“LA BALLENA” (“THE WHALE”)
Si algo distingue al director Darren Aronofsky son sus relatos sobre la miseria existencial y los personajes que en ella habitan tejiendo relatos de autodestrucción física, psicológica y vivencial donde no hay moraleja pero sí alegorías profundas y sustanciales sobre las oscuras aristas de la condición humana rebosantes de pavor, visceralidad y ciertas dosis de dramaturgia.
Pero algo sucede con “La Ballena”, película que ha cautivado a la audiencia y jurados en festivales o certámenes donde se ha presentado, porque se trata tal vez del drama más depurado y sobrio que Aronofsky ha confeccionado en toda su carrera virando su relato hacia un optimismo redentor que ninguno de sus otros filmes carga canalizando el patetismo que desborda su personaje principal hacía una detección sobre los demonios que conminan al aniquilamiento propio como lo hiciera Mike Figgis en “Adiós a Las Vegas” (1996) pero inmolando a su protagonista mediante una obesidad mórbida producto de ingesta indiscriminada de alimentos grasos en lugar de una congestión alcohólica.

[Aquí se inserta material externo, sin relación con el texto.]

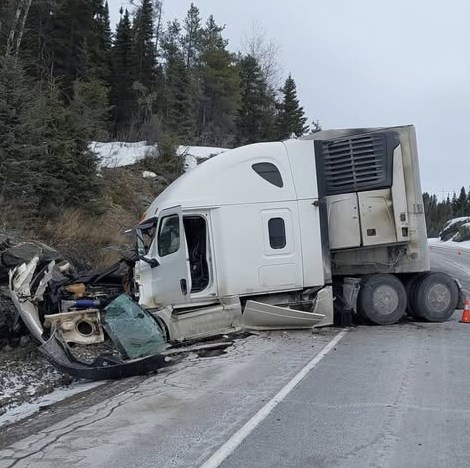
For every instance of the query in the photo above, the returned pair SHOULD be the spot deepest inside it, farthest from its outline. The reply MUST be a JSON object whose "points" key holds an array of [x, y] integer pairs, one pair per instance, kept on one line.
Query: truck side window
{"points": [[277, 233], [269, 172], [169, 235]]}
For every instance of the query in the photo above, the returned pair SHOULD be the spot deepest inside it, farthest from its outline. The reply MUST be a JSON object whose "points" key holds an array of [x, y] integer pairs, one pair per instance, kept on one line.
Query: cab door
{"points": [[171, 280]]}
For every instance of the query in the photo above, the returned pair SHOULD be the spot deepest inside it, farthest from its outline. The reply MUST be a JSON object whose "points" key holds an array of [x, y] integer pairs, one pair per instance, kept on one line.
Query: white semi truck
{"points": [[285, 234]]}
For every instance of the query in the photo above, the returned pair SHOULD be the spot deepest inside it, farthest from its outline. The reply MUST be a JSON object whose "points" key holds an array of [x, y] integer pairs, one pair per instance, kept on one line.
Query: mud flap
{"points": [[260, 316]]}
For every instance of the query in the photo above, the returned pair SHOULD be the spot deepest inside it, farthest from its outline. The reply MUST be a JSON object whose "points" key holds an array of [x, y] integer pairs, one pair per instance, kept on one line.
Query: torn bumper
{"points": [[103, 368]]}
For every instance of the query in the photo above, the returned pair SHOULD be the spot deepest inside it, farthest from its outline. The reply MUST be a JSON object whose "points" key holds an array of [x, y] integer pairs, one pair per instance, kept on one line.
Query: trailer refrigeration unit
{"points": [[279, 235]]}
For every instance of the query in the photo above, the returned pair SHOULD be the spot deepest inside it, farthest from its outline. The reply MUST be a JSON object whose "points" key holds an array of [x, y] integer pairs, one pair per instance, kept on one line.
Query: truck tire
{"points": [[410, 290], [382, 299], [434, 296]]}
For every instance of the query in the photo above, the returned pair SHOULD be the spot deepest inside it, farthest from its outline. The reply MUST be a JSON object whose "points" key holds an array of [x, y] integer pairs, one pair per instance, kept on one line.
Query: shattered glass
{"points": [[134, 330]]}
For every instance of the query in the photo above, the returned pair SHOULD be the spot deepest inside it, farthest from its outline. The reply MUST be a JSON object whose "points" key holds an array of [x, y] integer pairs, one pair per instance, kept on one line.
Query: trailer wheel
{"points": [[435, 297], [382, 299]]}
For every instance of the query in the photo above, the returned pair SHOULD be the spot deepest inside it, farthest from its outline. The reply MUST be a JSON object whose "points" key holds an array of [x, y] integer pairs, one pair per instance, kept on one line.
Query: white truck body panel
{"points": [[257, 224]]}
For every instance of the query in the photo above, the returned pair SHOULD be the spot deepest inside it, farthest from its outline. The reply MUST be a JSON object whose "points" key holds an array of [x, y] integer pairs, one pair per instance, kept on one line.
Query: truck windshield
{"points": [[145, 233], [169, 235]]}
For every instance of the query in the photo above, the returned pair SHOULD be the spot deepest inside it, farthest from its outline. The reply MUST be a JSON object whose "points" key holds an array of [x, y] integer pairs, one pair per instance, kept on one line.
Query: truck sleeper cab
{"points": [[259, 236]]}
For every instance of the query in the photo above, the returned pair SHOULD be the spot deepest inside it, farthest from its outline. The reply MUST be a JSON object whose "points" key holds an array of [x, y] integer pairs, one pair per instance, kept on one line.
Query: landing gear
{"points": [[433, 296], [382, 299]]}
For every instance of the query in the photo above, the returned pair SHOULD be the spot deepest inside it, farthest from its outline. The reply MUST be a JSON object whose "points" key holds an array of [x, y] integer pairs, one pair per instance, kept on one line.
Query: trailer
{"points": [[293, 234]]}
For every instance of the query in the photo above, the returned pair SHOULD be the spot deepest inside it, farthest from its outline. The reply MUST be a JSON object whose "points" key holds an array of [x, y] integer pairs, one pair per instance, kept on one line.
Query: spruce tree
{"points": [[192, 39], [69, 177], [21, 147], [143, 45], [291, 119], [179, 112], [256, 115], [219, 88], [123, 97]]}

Para muchos la cinta marca el regreso de Brendan Fraser al estrellato después de una vida profesional y privada turbulentas que lo arrojaron al anonimato y no es de extrañar al recordar cómo Aronofsky también resucitó la carrera del anquilosado Mickey Rourke para su filme “El Luchador” (aunque el mismo Rourke se encargaría de hundirla nuevamente al no saber elegir papeles dignos a su talento histriónico) sólo que en ésta ocasión se trata más bien de un personaje rotundo tanto en presencia corporal como emocional donde cualquier actor, la verdad sea dicha, pudo lucir igual de bien que Fraser ante la aparatosa caracterización y sus detalles psicológicos.
En éste proyecto que le tomó una década en cristalizar, Aronofsky traslada la obra de teatro escrita por Samuel D. Hunter a una cinta que recupera la naturaleza íntima y minimalista de su material fuente donde el elemento principal son los remordimientos y culpas de un hombre de 272 kilogramos llamado Charlie (Fraser), maestro en línea que se rehúsa a mostrar su rostro a la clase e incapaz de trasladarse por su propio pie, siendo asistido por una amiga enfermera llamada Liz (Hong Chau) quien se encarga de todas sus necesidades, incluyendo conseguirle sus alimentos cargados de colesterol que significan la renuncia a proseguir de Charlie en una vida que no lo comprende, pues él se ha abandonado a la comida después de la trágica muerte de su gran amor –un alumno llamado Alan- y su reciente necesidad por conectarse con su hija adolescente Ellie (Sadie Sink), hija de un matrimonio previo que se truncó cuando Charlie reveló su homosexualidad, entablando un quid pro quo con la chica escribiéndole sus ensayos para reestablecer su mediocre estado académico en la prepa local a cambio de que lo visite, cosa que no le cae nada bien a la agresiva, alharaquienta y majadera joven.
A la ecuación se suma un muchacho llamado Thomas (Ty Simpkins) que predica el Evangelio según una secta llamada “Nueva Vida” con el fin de arrimar a Charlie a Dios. Todas esas perspectivas sirven tanto para que el espectador dimensione las pretensiones humanistas y de caracteres que ambiciona Aronofsky como un microcosmos mundano donde la religión, la academia y la familia se conjuntan en un ambiente gris y emocionalmente desolado como para mostrar que el quebranto espiritual y sentimental de Charlie puede dar cabida a su redención a través de ellos, ya sea aceptando la actividad kerigmática de Thomas, los duros pero necesarios consejos de Liz o la posibilidad de que Ellie lo acepte como padre a pesar de su abandono (una escena donde él y ella discuten sobre una composición que Ellie realizara siendo niña sobre “Moby Dick” que resulta nodal por sus implicaciones alegóricas y metafóricas en el contexto de la historia es particularmente conmovedora).
La desintegración de Charlie como humano para darle cabida a su naturaleza simbólica se trabaja con astucia y mesura, y Brendan Fraser logra perderse en la identidad de su personaje aunque sí considero que éste prevalece más por obra y gracia de la caracterización que por un genuino esfuerzo actoral de su intérprete. “La Ballena” logra desgarrar, conmover e incitar pensamientos reflexivos como Darren Aronofsky siempre ha procurado en el total de su opus, con todo y un final que se me antoja algo chapucero pero que indudablemente dejará a la audiencia muy satisfecha y en un charco de lágrimas.